Time is different from space in these two seemingly independent ways.
One of them is generally believed to have to do with special boundary conditions at the beginning of time.
But if you knew nothing about our universe, and you were constructing one from scratch, it seems just as logically possible that you could put the special boundary condition at the edge of any spacial dimension instead. Where the usually distinction between a spacial and a temporal dimension is which sign it contributes to the metric signature.
I've also wondered about theories with more than one time dimension. I know these have come up now and then in string theory and other approaches to quantum gravity. But I've never heard anyone explain whether living in a universe with two time dimensions would mean only one of them has an arrow, or both of them have an arrow... or maybe neither of them necessarily must have an arrow... where I think the last one is probably right.
To put it another way, 3 of the dimensions are unbounded in both the positive and the negative direction... While the 4th is unbounded only in the positive direction, and therefore strictly non-negative if you choose its lower bound as the origin.
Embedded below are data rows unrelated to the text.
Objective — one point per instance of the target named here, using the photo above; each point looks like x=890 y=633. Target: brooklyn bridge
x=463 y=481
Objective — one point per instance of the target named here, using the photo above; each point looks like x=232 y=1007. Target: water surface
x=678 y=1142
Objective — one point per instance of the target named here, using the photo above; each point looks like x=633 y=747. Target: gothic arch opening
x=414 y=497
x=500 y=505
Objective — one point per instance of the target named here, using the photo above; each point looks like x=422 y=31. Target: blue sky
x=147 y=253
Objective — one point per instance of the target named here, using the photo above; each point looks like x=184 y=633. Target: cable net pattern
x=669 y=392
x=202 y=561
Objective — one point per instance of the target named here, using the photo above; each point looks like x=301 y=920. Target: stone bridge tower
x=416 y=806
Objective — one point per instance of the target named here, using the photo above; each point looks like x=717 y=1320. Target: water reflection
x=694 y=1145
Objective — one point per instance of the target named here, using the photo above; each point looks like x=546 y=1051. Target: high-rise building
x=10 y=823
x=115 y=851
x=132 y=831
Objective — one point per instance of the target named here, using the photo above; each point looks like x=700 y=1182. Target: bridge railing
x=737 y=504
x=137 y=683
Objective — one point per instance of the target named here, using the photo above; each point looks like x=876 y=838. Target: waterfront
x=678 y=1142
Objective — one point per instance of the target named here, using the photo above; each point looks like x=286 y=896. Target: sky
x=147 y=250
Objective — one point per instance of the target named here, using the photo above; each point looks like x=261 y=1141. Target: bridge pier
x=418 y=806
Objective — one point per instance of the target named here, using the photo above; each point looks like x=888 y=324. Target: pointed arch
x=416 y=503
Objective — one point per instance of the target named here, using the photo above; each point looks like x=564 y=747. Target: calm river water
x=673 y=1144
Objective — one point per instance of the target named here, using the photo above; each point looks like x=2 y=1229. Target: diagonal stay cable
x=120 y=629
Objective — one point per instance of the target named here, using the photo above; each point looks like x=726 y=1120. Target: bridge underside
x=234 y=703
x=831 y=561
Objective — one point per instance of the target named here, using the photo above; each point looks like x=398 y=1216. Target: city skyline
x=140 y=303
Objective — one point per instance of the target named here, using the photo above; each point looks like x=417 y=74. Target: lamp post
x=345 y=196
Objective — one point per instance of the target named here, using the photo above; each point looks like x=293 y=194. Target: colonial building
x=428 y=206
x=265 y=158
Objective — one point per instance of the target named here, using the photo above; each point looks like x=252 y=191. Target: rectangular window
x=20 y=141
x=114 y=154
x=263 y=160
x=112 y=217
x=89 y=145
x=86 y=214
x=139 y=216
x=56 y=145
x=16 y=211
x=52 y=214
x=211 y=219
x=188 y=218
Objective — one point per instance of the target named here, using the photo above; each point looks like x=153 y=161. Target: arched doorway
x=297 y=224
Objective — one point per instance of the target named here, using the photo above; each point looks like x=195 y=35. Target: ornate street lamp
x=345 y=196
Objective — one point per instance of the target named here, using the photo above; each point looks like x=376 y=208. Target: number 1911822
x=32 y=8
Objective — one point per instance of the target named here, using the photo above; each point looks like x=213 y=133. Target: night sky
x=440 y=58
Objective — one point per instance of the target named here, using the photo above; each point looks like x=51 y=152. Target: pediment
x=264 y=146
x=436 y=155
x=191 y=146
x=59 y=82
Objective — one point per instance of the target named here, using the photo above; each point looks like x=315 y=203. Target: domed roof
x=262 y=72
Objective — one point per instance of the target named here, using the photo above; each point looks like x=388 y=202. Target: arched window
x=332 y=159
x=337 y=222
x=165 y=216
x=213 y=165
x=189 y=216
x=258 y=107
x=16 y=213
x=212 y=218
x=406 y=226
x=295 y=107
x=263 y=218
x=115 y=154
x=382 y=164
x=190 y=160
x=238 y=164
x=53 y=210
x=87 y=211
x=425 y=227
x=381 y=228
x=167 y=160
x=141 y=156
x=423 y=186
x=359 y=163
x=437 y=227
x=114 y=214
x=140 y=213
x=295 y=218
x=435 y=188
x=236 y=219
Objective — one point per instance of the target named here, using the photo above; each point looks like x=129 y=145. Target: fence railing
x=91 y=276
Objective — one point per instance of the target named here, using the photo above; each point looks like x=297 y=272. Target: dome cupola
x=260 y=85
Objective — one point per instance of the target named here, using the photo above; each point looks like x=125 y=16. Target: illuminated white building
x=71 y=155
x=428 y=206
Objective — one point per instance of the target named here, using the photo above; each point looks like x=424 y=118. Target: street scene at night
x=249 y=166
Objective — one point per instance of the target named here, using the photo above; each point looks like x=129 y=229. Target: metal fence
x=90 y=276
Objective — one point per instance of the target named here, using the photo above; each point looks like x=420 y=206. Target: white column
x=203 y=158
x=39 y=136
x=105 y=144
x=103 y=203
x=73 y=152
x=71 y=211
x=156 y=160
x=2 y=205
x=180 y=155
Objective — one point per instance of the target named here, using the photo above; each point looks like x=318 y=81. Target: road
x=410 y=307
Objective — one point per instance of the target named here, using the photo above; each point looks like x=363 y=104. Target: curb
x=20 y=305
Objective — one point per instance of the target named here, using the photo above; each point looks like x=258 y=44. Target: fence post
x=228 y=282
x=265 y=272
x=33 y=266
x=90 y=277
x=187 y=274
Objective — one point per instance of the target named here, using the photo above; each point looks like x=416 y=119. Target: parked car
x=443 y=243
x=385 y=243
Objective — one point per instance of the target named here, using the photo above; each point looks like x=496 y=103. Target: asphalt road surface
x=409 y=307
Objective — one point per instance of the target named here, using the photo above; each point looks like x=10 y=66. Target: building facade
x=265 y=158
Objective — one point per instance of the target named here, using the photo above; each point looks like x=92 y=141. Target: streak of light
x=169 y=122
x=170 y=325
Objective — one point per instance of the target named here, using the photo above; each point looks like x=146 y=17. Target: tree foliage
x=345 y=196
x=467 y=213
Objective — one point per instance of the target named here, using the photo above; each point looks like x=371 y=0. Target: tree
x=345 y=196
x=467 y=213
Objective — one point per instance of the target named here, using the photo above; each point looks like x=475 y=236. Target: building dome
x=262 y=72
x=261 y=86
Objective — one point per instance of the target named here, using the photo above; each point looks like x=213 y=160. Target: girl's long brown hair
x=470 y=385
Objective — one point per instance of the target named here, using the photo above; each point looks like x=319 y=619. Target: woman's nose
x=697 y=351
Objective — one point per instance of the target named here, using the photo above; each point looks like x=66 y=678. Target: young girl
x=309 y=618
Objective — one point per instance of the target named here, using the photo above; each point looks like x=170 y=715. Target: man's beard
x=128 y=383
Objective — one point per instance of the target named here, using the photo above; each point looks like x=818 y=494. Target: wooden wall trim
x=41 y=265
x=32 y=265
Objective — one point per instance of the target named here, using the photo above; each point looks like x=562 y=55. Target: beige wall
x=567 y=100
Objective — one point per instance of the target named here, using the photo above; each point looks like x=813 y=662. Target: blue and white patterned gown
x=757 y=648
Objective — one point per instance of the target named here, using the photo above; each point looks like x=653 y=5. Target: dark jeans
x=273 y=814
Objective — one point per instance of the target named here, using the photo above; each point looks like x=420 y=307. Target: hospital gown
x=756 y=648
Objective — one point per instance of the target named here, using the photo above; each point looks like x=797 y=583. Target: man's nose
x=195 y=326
Is there anything inconsistent or problematic about a universe whose asymptotic metric signature is (-1, 1, 1, 1) where the -1 direction is unbounded but one or more of the 1 directions are bounded from below (or equivalently, from above) and the metric becomes singular as that special coordinate approaches the origin? Or is it just random luck, like we had a 1 in 4 shot of the bounded dimension being the -1 and that just happened to be the case?